The Lagos Chamber of Commerce and Industry (LCCI) has condemned the deployment of Customs Strike Force to the nation’s ports, saying it would be harmful to investment and hinder cargo clearing process.
Muda Yusuf, Director-General of LCCI, made the condemnation in an interview with the News Agency of Nigeria (NAN) on Saturday in Lagos.
Mr Yusuf said the move would undermine the Ease of Doing Business Policy of the Muhammadu Buhari administration and negate the Presidential Executive Order on streamlining of ports processes.
“The attention of the chamber has been drawn to the circular issued by the Customs Headquarters, deploying the Strike Force to all ports with the powers to intercept and effect seizures of cargoes.
“It is a duplication of functions of the customs resident officers at the ports which have statutory responsibilities to examine and release cargoes to importers.
“This move will slow down the cargo clearing process as it amounts to creation of another layer of authority to intercept and seize cargoes that have been duly released by all agencies involved in the examination of the cargoes,” he said.
According to him, agencies that examine cargoes at the ports at present include resident customs officers of the command, National Drug Law Enforcement Agency, Department of State Security, ports police, Nigeria Immigration Service, Nigerian Ports Authority and Nigerian Maritime Administration and Safety Agency.
He said the deployment of the strike force to the ports suggested a distrust in resident customs officers deployed to various commands by the Comptroller General (CG).
“The appropriate thing to do in the circumstance is for the CG to replace these officers with trusted ones rather than superimpose another set of customs operatives on the system.
“This new deployment will make the entire process chaotic, cumbersome, costly and inefficient. It can also create an additional credibility problem,” he said.
He said that delays in cargo clearing process often resulted in high and avoidable demurrage to importers, high interest costs on funds used for import transactions, and disruption of business processes including manufacturing activities.
Mr Yusuf urged that the deployment of the Strike Force to the ports should be reversed urgently to ease business.

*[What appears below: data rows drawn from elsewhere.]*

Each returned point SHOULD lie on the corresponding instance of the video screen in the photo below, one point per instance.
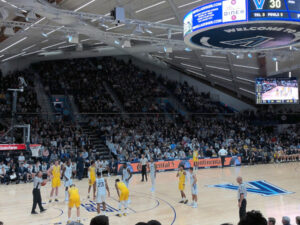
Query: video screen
(277, 91)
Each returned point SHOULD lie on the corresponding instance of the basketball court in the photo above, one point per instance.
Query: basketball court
(277, 197)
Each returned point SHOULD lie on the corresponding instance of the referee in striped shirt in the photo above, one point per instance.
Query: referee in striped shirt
(242, 196)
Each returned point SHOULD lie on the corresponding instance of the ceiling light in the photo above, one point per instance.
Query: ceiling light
(216, 67)
(50, 46)
(250, 92)
(200, 74)
(248, 67)
(114, 27)
(214, 56)
(219, 77)
(179, 57)
(184, 64)
(67, 46)
(12, 57)
(31, 46)
(187, 4)
(165, 20)
(245, 79)
(84, 5)
(17, 42)
(150, 6)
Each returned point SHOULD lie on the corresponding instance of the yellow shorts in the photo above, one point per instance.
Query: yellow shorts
(92, 181)
(55, 182)
(74, 202)
(124, 196)
(181, 186)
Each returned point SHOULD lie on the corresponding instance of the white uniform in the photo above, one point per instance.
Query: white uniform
(194, 188)
(68, 174)
(101, 190)
(126, 176)
(152, 175)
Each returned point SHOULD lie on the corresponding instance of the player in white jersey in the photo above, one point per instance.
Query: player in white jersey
(102, 187)
(152, 168)
(67, 176)
(194, 187)
(126, 175)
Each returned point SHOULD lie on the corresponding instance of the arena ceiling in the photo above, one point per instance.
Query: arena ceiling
(153, 30)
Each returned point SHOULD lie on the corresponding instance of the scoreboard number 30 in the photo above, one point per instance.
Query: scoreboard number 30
(275, 4)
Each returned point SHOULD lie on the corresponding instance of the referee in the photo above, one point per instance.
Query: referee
(222, 153)
(242, 195)
(144, 162)
(36, 192)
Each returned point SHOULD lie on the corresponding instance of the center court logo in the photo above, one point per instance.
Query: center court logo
(259, 4)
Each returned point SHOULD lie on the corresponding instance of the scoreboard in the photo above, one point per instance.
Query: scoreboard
(274, 10)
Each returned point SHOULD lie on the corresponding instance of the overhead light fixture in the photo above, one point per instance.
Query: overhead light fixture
(248, 67)
(17, 42)
(150, 6)
(84, 5)
(31, 46)
(187, 4)
(12, 57)
(222, 78)
(31, 53)
(245, 79)
(214, 56)
(51, 46)
(51, 53)
(165, 20)
(114, 27)
(40, 20)
(245, 90)
(216, 67)
(184, 64)
(67, 46)
(179, 57)
(200, 74)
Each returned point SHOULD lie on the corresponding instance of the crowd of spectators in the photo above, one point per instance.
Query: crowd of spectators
(80, 78)
(27, 100)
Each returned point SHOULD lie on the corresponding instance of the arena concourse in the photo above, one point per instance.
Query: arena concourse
(120, 112)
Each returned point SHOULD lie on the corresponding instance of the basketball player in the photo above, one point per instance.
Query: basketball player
(123, 194)
(102, 187)
(67, 172)
(195, 159)
(92, 179)
(181, 174)
(126, 175)
(74, 200)
(54, 173)
(152, 168)
(194, 187)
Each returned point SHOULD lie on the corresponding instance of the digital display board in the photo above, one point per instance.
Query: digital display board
(277, 91)
(244, 24)
(274, 10)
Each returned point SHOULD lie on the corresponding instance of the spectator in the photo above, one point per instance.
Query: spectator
(100, 220)
(271, 221)
(286, 220)
(253, 218)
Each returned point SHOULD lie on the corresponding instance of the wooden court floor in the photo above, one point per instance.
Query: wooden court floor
(215, 205)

He also said that scanners at the Lagos Ports Complex had not been functioning in the last two years, adding that dependence on physical examination for cargo releases had been laborious and time wasting.
“The Lagos ports are the largest in the country, handling over 1.5 million 20-foot equivalent units of containers annually.

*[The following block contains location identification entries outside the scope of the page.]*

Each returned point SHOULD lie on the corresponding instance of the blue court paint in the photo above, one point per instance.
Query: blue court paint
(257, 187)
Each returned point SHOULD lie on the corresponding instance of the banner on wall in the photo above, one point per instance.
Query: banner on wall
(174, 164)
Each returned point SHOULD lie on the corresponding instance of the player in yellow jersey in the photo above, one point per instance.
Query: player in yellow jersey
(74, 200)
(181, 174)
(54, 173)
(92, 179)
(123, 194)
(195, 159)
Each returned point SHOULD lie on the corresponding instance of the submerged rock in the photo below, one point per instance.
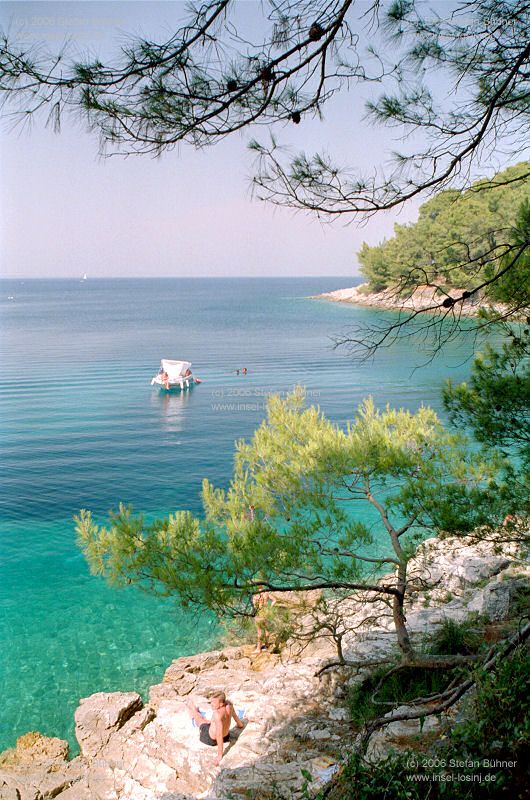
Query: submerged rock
(296, 721)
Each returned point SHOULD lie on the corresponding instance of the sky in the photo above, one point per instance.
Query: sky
(66, 210)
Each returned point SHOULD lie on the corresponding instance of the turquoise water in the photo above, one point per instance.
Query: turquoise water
(81, 427)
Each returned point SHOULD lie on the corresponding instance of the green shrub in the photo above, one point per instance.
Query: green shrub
(497, 728)
(457, 638)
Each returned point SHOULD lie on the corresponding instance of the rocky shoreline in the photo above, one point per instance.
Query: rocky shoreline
(422, 299)
(297, 730)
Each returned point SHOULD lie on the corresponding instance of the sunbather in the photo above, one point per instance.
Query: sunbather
(215, 732)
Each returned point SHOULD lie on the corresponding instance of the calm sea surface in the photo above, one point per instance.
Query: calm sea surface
(81, 427)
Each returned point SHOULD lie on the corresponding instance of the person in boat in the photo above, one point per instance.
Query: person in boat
(216, 732)
(262, 602)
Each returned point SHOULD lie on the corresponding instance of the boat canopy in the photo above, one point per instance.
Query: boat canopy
(175, 369)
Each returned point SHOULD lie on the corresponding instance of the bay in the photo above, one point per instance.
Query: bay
(81, 427)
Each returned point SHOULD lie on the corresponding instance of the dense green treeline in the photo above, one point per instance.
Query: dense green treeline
(457, 239)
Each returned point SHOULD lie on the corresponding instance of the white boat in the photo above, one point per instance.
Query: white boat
(174, 375)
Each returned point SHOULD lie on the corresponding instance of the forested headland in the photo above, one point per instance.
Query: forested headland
(457, 238)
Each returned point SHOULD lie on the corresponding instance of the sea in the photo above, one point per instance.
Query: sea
(82, 427)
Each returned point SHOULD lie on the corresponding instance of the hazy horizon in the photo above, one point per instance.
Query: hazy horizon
(65, 210)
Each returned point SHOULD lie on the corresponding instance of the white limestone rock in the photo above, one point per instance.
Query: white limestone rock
(100, 715)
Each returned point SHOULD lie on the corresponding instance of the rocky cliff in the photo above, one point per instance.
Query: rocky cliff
(296, 720)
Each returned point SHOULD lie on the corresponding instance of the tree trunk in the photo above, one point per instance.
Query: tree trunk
(398, 614)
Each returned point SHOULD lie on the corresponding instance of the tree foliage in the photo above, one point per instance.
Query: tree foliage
(295, 514)
(453, 83)
(459, 240)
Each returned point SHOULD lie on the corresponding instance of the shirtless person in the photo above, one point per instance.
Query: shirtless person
(215, 732)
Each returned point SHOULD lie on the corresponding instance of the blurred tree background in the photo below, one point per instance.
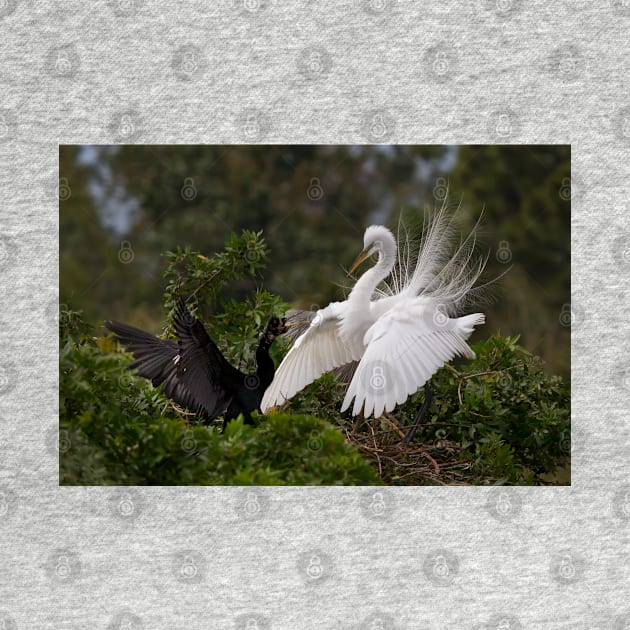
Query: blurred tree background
(122, 207)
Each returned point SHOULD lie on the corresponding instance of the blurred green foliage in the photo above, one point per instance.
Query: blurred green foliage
(128, 204)
(503, 418)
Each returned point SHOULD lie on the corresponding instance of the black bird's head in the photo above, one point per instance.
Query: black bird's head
(276, 326)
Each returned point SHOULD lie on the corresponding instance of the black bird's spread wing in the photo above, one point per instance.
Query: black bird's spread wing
(192, 372)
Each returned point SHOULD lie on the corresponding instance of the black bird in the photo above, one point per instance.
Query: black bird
(192, 371)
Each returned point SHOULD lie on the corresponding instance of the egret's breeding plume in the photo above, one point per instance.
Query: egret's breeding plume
(192, 371)
(399, 324)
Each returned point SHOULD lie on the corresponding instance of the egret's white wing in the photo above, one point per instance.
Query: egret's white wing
(319, 350)
(404, 348)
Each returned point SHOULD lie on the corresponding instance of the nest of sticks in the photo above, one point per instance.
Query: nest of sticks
(407, 464)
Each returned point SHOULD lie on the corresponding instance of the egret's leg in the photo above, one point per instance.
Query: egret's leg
(428, 396)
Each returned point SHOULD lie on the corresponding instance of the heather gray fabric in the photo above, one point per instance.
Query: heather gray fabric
(309, 72)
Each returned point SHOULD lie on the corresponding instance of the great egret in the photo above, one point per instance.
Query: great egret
(399, 332)
(194, 373)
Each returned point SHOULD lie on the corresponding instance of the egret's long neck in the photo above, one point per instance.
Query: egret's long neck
(365, 285)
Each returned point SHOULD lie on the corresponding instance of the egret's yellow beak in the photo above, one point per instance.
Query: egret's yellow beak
(357, 261)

“This underscores the enormity of the consequences of physical examination of containers for the efficacy of cargo clearing.
“It is incredibly detrimental to the cargo release process and the economy.

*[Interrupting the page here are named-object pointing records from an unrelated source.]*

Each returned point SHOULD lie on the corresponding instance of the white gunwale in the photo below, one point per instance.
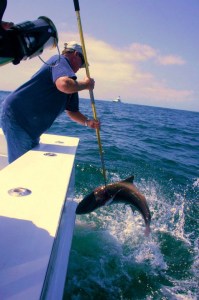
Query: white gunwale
(36, 230)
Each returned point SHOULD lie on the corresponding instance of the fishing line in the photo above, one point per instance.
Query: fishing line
(57, 62)
(77, 10)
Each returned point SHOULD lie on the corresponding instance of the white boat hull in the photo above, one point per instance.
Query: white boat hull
(36, 229)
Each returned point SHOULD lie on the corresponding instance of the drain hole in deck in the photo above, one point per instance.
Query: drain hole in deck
(19, 192)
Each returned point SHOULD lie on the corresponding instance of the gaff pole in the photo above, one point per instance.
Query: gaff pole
(77, 10)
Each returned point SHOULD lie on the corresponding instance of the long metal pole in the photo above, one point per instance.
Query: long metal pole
(77, 10)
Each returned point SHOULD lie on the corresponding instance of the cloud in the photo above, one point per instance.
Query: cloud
(170, 60)
(117, 71)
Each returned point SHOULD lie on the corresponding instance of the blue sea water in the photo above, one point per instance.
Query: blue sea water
(110, 256)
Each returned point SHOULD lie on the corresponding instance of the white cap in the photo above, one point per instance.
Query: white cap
(74, 46)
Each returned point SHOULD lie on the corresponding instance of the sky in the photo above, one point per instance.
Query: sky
(145, 51)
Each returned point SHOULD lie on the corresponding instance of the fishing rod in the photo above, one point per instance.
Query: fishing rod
(77, 10)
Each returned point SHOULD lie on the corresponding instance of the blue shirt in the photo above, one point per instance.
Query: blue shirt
(37, 103)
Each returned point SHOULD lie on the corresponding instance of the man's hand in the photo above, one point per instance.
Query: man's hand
(89, 83)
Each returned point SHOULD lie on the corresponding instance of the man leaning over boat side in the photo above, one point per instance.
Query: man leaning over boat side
(32, 108)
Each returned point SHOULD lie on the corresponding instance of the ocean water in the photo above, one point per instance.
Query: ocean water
(110, 256)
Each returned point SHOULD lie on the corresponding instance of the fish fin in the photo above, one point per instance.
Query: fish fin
(129, 179)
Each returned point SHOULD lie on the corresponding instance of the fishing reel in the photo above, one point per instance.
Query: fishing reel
(27, 40)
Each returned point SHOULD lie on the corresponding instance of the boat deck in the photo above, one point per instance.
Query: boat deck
(37, 219)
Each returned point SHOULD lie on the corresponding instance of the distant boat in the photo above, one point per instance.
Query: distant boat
(117, 99)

“It is imperative for the Federal Government to expedite actions on the procurement of scanners for the ports in order to put an end to the physical examination of cargo and make the system technology-driven,” he said.
Mr Yusuf also said that the chamber had received complaints of protracted delays in issuance of Pre-Arrival Assessment Report (PAAR) which had led to high demurrage payment by many importers.
He appealed for the intervention of the Comptroller-General of Customs in ensuring more efficient ways of processing and releasing of PAAR.